続きを促すと、ヒバリさんはお茶のおかわりを全員のカップに注いでから、
「……アルカンシア殿が去ったのちに、この地に根を下ろした魔物がいる。それによって、この土地は森に変わったのだ」
「魔物のしわざ、ってこと……?」
「ああ。私の一族が代々この土地を管理しているのは……その魔物の動向を見守り、危険な動きがあればすぐに帝様に報告するためだ」
「つまり……ここには土地をまるごと変えちゃうような力を持った、魔物がいるんだね」
「一瞬でそうなったわけではないらしいが。その魔物が降り立ち、温泉街を破壊し、ここを巣にした。そしてカワセミの一族以外はすべて逃げてしまい……それから数十年の時間を使って、この土地は森になったのだと聞いている」
「地形を森に変える……たぶんドライアドやトレントのような、植物系の魔物ですね。話を聞くかぎり、相当な強さのようですが」
「ああ、歴代の帝様が討伐のために軍を向けてくださったこともあるが……ことごとく失敗したそうだ。今はその魔物が森から動かないという理由で、迂闊に手を出さないという方針になっている」
つまり、倒せないけど相手も移動していないから放置されたということか。
そしてその監視のために、ヒバリさんの一族は百年くらいずっとここで、その魔物を見張っているらしい。
「……シア」
「ええ、そうですね」
細かいことを言わなくても、シアも同じ気持ちなのだろう。
名前を呼ぶだけで頷いて、ボクと一緒に立ち上がってくれた。
ただひとり、ボクたちのことを知らないヒバリさんだけが首を傾げて、
「おふたりとも、どうしたんだ?」
「ヒバリさん、ちょっとその魔物のところまで案内して貰える?」
「はっ……!? ちょ、ちょっと待て、あなたたちまさかっ……」
「ええ、お茶のお礼に、少しばかり魔物退治でもしていこうかなと。
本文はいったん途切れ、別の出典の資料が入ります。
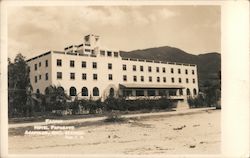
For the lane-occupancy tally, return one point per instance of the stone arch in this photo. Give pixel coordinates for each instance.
(95, 91)
(72, 91)
(194, 91)
(188, 91)
(85, 91)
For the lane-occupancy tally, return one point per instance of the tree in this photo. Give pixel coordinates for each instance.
(56, 99)
(18, 86)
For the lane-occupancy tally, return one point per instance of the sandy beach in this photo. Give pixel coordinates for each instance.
(198, 133)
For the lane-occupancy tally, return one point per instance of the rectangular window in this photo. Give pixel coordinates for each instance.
(164, 79)
(141, 68)
(142, 78)
(157, 69)
(59, 75)
(135, 79)
(172, 70)
(124, 77)
(172, 79)
(94, 76)
(163, 69)
(110, 77)
(87, 50)
(109, 66)
(84, 64)
(94, 65)
(59, 62)
(115, 54)
(139, 93)
(72, 63)
(134, 68)
(84, 76)
(150, 78)
(179, 71)
(102, 52)
(109, 53)
(158, 79)
(124, 67)
(179, 80)
(72, 76)
(149, 69)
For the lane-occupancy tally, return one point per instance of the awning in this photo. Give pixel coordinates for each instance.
(150, 86)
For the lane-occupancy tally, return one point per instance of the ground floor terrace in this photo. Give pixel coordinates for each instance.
(137, 91)
(131, 92)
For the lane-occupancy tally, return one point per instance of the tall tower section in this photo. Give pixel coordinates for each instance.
(92, 42)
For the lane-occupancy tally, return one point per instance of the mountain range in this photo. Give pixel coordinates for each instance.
(208, 64)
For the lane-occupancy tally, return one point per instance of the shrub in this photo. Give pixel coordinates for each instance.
(114, 117)
(197, 102)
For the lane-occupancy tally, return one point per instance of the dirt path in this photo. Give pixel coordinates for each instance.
(186, 134)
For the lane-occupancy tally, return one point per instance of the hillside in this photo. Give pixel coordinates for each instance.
(208, 64)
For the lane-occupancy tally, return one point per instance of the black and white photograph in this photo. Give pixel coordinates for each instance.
(118, 79)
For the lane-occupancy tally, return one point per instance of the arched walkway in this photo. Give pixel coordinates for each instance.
(95, 91)
(85, 91)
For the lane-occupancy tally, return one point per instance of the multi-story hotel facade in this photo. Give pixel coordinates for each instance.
(88, 71)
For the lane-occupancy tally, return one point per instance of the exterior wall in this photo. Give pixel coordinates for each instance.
(183, 67)
(78, 55)
(42, 83)
(102, 71)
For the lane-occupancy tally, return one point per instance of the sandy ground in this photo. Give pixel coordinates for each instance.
(185, 134)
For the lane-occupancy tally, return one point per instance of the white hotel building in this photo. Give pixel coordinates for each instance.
(87, 70)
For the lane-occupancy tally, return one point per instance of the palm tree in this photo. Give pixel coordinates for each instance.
(56, 98)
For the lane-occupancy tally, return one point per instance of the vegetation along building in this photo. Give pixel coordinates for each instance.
(90, 71)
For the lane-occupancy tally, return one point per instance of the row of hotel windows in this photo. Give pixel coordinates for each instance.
(110, 77)
(40, 64)
(150, 92)
(124, 67)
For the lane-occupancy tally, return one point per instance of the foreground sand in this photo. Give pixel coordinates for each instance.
(186, 134)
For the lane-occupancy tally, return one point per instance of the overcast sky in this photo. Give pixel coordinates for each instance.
(35, 30)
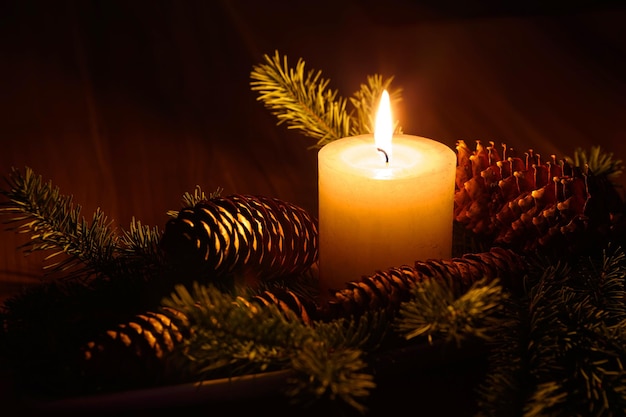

……ね、リーナ?」
「うん。ちょうど道に迷ってむしゃくしゃしてたし、八つ当たりにちょうどいいよね」
「いやまてまてまて、話を聞いてくれていたか!? 帝様が送ってくださった軍が何度戦いを挑んでも、その魔物は倒せなかったんだぞ!?」
慌てた様子でボクたちを止めようとするヒバリさんの前で、ボクたちは顔を見合わせて、
「大丈夫です、私たちそういうの得意ですから」
「そうそう、ちょっと昔、魔王討伐やってたからね」
東の国ではあまり知られていないかも知れないけど、これでも一応一回世界を救っている。
今更危ない橋を渡って人助けの回数が増えることくらい、なんとも思わなかった。